Pakistan's request for a moratorium on interest payments is greatly appreciated because the majority of their debt is made up of loans that are taken out in order to pay off earlier loans, which keeps them in a never-ending cycle of debt.
He also proposed some restructuring or debt swaps, whereby creditors would forgo repayments in return for Pakistan agreeing to invest in climate change-resilient infrastructure. Pakistan, whose external debts total about $100 billion, was struggling with a balance-of-payments crisis that strained its ability to repay loans even before unprecedented flooding recently. The country, which has been particularly hard hit by the global surge in commodity prices, received a $1.1 billion bailout from the IMF last month. The disaster has amplified the challenges, affecting more than 30 million people and causing an estimated $30 billion in damage. He argued with the creditors to find a longer-term solution that would involve lowering Pakistan’s debts to a sustainable level to enable the government to put the people’s needs first.
FPCCI former president said that the country's reserves had been declining due to scheduled foreign debt payments. Even though the central bank experienced some inflows over the past few weeks, they were less than the outflows, which caused a sharp decline in the foreign exchange reserves.
For countries like Pakistan, he urged the international community to take into account a full debt write-off in order to lessen their post-flood suffering. He noted that Pakistan's fiscal flexibility and sound healthcare system are both lacking. Therefore, he said, rather than providing a short-term relief, the IMF, World Bank, and G20 countries should abandon the loan at this time.

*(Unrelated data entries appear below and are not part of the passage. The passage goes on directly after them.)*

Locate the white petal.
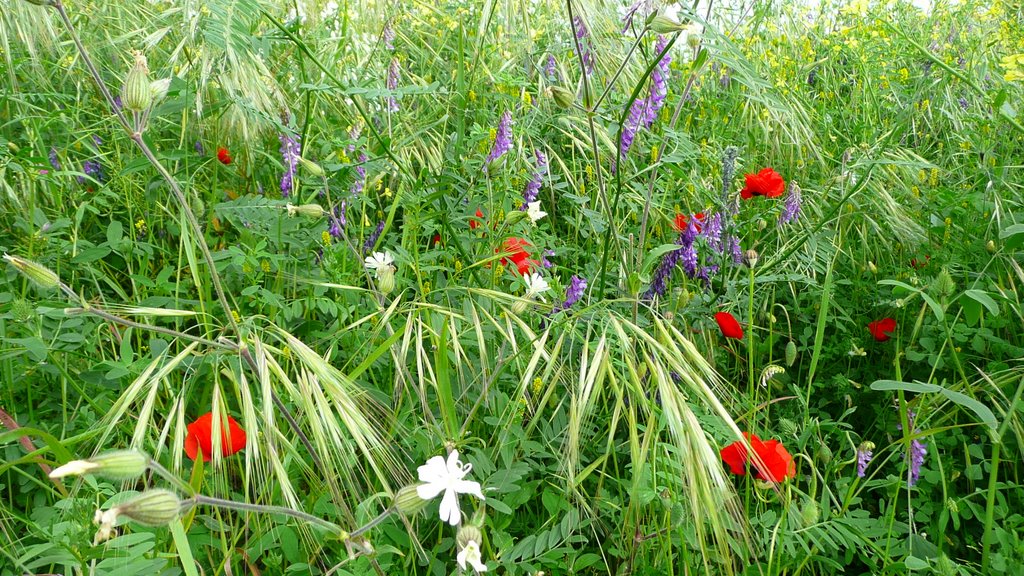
[439,490,462,526]
[416,482,444,500]
[417,456,449,482]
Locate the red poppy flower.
[185,412,246,462]
[721,433,797,482]
[715,312,743,340]
[469,208,483,230]
[217,147,231,166]
[495,238,539,276]
[867,318,896,342]
[739,168,785,200]
[672,212,705,233]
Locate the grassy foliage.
[0,0,1024,575]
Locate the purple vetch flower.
[572,16,594,75]
[348,152,368,196]
[643,35,672,128]
[519,150,548,210]
[387,58,398,112]
[896,409,928,486]
[857,442,874,478]
[544,54,558,81]
[78,160,103,184]
[362,220,384,254]
[778,182,802,225]
[484,110,512,164]
[327,200,345,239]
[551,275,587,314]
[278,132,302,198]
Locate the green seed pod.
[3,254,60,290]
[118,488,181,526]
[391,484,427,517]
[121,50,153,112]
[785,340,797,367]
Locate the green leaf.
[871,380,998,434]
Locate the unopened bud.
[121,50,153,112]
[117,488,181,526]
[50,450,150,482]
[285,204,326,218]
[150,78,171,105]
[299,156,324,176]
[648,16,686,34]
[3,254,60,290]
[455,524,483,548]
[392,484,427,517]
[548,86,575,109]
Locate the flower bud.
[117,488,181,526]
[649,15,686,34]
[455,524,483,548]
[150,78,171,106]
[3,254,60,290]
[391,484,427,517]
[785,340,797,367]
[548,86,575,110]
[50,450,150,482]
[121,50,153,112]
[299,156,324,176]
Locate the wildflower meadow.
[0,0,1024,576]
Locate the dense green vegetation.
[0,0,1024,576]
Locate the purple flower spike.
[484,110,512,164]
[278,133,302,198]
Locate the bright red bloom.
[715,312,743,340]
[867,318,896,342]
[185,412,246,462]
[672,212,705,233]
[217,147,231,166]
[721,433,797,482]
[739,168,785,200]
[495,238,540,276]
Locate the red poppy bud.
[217,147,231,166]
[867,318,896,342]
[185,412,246,462]
[739,168,785,200]
[715,312,743,340]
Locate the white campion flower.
[456,540,487,573]
[364,252,394,276]
[526,201,548,223]
[522,272,551,300]
[416,450,483,526]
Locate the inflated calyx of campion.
[117,488,181,526]
[121,50,153,112]
[50,450,150,482]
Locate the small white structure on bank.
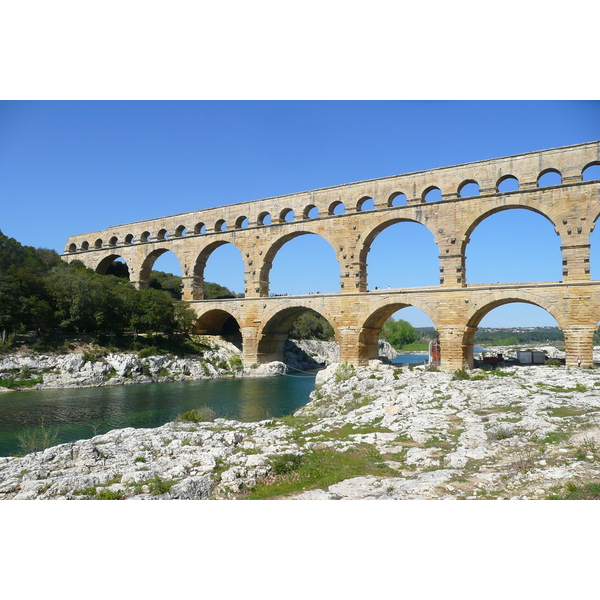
[517,350,546,365]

He emphasized that there is no benefit to temporary debt relief on principal and interest payments because the suspension period will only last for a few months and all debt service that becomes due during that time will be combined into a new loan, on which repayments will resume shortly after, to be paid over a three-year period. Instead of loans, he urged them to give Pakistan grants. As the largest category of expenditures in FY23, he claimed that debt servicing would consume more than two-fifths of the nation's total budget.
The government's contentious agreement with the International Monetary Fund, according to the former head of the FPCCI, has wreaked havoc on the industry by causing an unconscionable rise in utility prices, causing the country's economy to suffer unprecedented damage. The central bank is now completely unaccountable to Pakistan's parliament, which does not seem to be a sound policy. The government has also overextended Pakistan's debt to the point of crisis. The business community is currently witnessing a very worrying meltdown without any comparable capacity for expanding the tax net or increasing direct taxation. “As a result, presently we are totally exposed to epic levels of debt, poverty, and poor governance,” he added.